Монастырский устав строг, братия поднимала меня ни свет ни заря. Заставляла умываться холодной водой из бочки, и давала грубую холстину вытереть лицо. Ночи в горах студеные, и поэтому вода в бочке по утрам часто покрывалась тонким ледком, ломать который было небезопасно. Однажды, вскоре после моего переезда, я сильно порезал палец о его острые края. Впрочем, при этом я обнаружил, что и раны в монастыре заживают гораздо быстрее, чем в миру. Когда отец — настоятель увидел меня сосущим кровоточащий палец, он взял меня за руку и оглядел ранку.

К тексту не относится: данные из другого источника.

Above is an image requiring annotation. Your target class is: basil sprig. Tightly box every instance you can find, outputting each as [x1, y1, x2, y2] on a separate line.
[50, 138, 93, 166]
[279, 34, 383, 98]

— Ну, какие пустяки. Сейчас будет немного больно, надо потерпеть. Ты ведь храбрый мальчик, и не боишься боли?

Я отрицательно покачал головой, а он тем временем сильно сжал края пореза и что-то неслышно зашептал. Закончив, он перекрестил меня и потрепал по голове.

— Вот и все.

Палец больше не кровоточил.

— Иди. Время утренней молитвы. Возблагодари Господа за его доброту.

Тогда мне впервые показалось, что отец-настоятель напоминает стальной клинок, выкованный древними мастерами. Взгляд его был холоден, в нем чувствовалась твердость и ясность. Мир отражался в глазах, как в полированном лезвии стилета. После общения с ним во рту остался железистый привкус, какой бывает в горных ручьях, неподалеку от мест, где добывают руду.